Es extraño, pero en ese momento no había un castigo físico más tremendo para mí que tener que presenciar cómo Dix Butler le daba una paliza a Fred McCann.
Dix me miró fijamente. Se puso de pie. Una ola de calor corporal emanó de él. Alteró la luz del lugar. En ese momento yo podría haber atestiguado que el aura humana existe. La de Dix era de tres tonos distintos de rojo.
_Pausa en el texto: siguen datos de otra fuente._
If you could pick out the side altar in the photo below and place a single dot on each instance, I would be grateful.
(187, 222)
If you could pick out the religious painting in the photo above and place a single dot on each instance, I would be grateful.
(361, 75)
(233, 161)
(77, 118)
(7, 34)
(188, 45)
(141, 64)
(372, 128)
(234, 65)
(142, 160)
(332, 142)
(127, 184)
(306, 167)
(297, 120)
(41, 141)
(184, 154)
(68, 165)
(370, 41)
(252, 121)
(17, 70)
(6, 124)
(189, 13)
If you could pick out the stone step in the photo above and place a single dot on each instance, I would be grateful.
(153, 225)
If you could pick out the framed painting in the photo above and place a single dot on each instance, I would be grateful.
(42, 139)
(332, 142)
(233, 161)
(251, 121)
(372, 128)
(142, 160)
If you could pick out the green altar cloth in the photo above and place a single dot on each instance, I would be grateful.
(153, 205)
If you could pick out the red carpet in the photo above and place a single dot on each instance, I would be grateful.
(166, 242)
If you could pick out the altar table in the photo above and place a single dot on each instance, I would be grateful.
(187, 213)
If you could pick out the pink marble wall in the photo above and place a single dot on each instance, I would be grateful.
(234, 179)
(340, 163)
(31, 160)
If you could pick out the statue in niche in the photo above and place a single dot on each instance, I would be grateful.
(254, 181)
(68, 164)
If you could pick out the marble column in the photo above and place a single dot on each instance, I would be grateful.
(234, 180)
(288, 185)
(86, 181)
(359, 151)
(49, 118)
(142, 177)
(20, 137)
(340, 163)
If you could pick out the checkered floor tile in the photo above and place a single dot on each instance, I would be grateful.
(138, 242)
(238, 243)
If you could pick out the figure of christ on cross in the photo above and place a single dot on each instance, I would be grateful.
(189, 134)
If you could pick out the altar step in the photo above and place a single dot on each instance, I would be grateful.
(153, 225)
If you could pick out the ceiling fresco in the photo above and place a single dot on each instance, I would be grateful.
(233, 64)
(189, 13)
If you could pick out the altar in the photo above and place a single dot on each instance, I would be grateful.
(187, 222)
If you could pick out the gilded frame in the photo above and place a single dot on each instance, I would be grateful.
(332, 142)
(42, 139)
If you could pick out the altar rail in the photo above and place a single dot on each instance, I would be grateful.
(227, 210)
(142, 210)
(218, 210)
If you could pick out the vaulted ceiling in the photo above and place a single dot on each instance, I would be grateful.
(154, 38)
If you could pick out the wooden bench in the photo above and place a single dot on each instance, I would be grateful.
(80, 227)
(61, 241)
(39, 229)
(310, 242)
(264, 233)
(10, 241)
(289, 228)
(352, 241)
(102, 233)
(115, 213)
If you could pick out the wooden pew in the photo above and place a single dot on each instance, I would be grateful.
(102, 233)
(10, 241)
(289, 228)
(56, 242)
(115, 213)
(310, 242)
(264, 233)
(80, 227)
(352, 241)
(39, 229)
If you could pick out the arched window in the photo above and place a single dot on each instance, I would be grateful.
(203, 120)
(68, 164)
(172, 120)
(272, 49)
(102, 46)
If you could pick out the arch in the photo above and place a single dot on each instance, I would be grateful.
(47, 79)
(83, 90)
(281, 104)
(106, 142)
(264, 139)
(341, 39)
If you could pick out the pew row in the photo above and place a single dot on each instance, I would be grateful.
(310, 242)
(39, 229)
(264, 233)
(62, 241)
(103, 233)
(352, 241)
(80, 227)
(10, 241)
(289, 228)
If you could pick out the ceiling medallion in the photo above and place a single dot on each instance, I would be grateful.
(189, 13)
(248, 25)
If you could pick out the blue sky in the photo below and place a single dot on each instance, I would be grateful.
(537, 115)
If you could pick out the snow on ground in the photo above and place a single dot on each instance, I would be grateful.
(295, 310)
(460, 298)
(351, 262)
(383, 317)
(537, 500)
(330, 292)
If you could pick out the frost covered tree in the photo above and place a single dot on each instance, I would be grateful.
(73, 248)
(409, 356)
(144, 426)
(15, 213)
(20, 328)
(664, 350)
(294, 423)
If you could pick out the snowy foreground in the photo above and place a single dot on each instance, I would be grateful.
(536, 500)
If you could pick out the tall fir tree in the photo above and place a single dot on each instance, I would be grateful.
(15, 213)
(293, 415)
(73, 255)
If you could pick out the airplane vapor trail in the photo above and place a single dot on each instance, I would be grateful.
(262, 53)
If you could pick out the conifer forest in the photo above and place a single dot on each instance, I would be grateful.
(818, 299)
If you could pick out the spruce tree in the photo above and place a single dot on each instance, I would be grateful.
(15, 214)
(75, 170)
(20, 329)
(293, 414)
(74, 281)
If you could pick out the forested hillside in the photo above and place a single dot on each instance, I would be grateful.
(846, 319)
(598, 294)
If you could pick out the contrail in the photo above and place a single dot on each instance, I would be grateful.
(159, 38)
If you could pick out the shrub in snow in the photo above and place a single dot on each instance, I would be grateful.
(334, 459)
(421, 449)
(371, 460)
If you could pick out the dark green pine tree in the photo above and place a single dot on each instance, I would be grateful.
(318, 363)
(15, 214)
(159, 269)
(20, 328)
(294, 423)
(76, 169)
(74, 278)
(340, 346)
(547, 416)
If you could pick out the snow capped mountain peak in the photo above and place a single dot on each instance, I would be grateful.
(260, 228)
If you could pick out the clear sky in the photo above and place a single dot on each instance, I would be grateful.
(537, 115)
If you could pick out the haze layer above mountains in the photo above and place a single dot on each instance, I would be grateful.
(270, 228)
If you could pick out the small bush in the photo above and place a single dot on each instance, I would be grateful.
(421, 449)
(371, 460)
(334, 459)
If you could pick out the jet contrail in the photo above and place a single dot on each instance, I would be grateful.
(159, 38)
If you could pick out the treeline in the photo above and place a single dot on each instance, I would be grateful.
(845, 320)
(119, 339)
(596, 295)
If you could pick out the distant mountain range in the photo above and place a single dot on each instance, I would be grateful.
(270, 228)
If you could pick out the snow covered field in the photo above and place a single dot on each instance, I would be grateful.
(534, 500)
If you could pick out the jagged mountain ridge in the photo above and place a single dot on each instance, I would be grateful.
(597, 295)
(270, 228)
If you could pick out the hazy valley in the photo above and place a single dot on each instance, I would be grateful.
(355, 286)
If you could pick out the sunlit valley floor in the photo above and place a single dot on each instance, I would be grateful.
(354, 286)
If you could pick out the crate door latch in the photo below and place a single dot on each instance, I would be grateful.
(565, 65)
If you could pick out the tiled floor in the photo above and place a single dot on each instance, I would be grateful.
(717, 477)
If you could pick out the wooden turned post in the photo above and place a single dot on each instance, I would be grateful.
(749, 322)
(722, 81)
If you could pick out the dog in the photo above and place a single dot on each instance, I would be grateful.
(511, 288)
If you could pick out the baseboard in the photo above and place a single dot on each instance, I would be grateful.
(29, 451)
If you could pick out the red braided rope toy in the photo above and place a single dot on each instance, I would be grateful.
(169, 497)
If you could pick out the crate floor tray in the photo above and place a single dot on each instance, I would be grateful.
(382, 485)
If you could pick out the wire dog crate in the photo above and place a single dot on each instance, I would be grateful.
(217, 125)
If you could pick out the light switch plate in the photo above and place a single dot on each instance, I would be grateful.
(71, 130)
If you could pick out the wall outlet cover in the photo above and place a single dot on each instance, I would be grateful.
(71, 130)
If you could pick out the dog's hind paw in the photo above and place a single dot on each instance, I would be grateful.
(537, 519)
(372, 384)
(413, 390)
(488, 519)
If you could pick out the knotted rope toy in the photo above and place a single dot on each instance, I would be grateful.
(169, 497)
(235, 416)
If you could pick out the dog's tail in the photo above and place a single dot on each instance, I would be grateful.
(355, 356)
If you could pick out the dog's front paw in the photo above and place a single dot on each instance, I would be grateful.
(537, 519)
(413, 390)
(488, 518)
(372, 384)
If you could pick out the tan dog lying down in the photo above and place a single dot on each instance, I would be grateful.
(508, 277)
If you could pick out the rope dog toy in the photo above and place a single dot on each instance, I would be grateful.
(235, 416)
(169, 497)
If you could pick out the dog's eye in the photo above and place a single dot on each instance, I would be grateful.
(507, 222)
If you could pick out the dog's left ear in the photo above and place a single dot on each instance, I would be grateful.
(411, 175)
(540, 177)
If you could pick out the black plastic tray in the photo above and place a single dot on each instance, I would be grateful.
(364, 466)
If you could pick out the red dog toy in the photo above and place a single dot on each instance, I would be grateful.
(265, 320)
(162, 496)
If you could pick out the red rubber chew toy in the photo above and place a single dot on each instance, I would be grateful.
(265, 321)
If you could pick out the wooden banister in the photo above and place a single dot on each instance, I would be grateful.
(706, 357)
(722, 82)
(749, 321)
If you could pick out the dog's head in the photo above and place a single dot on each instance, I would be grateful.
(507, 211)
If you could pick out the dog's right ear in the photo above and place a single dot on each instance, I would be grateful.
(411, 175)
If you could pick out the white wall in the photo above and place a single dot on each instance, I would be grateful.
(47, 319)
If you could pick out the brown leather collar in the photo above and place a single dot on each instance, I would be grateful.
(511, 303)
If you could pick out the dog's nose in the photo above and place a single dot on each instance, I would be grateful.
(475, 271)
A pesar de que durante ese último año me habían enseñado a pelear con las manos, lo que sabía era ínfimo en comparación con él. Si quería pegarme, lo haría. La cuestión era si lo haría. Si morimos violentamente, ¿viene un demonio a saludarnos con la misma luz roja?
Entonces (y también puedo atestiguarlo) la luz varió al verde, un verde opaco y pálido. El aire parecía chamuscado. Oí una voz que se agitaba en la garganta de Butler antes de que salieran las palabras.
—¿Estás tratando de decirme que me he pasado de la raya?
—Sí.
—¿Y que debo disculparme ante tus amigos?
—Sí.
—Vuelve a decírmelo —dijo.
No sabía si era un desafío o una petición para salvar un poco las apariencias.
—Dix, creo que debes una disculpa a mis amigos —dije.
Se volvió a ellos.
—Lo siento —declaró—. Pido disculpas al señor McCann y a su esposa. Me he pasado de la raya.
—Está bien —dijo Fred.
—Me he pasado penosamente de la raya —dijo.
—Disculpa aceptada —dijo Bunny Bailey McCann.
El asintió. Pensé que iba a saludar. Luego me cogió del brazo.
—Vámonos de aquí. —Se dirigió a María—. Carga las bebidas en mi cuenta —le dijo, y me llevó hacia la puerta.
Tuve una última y breve visión de Ingrid, quien me miraba con una expresión de sabia y tierna preocupación.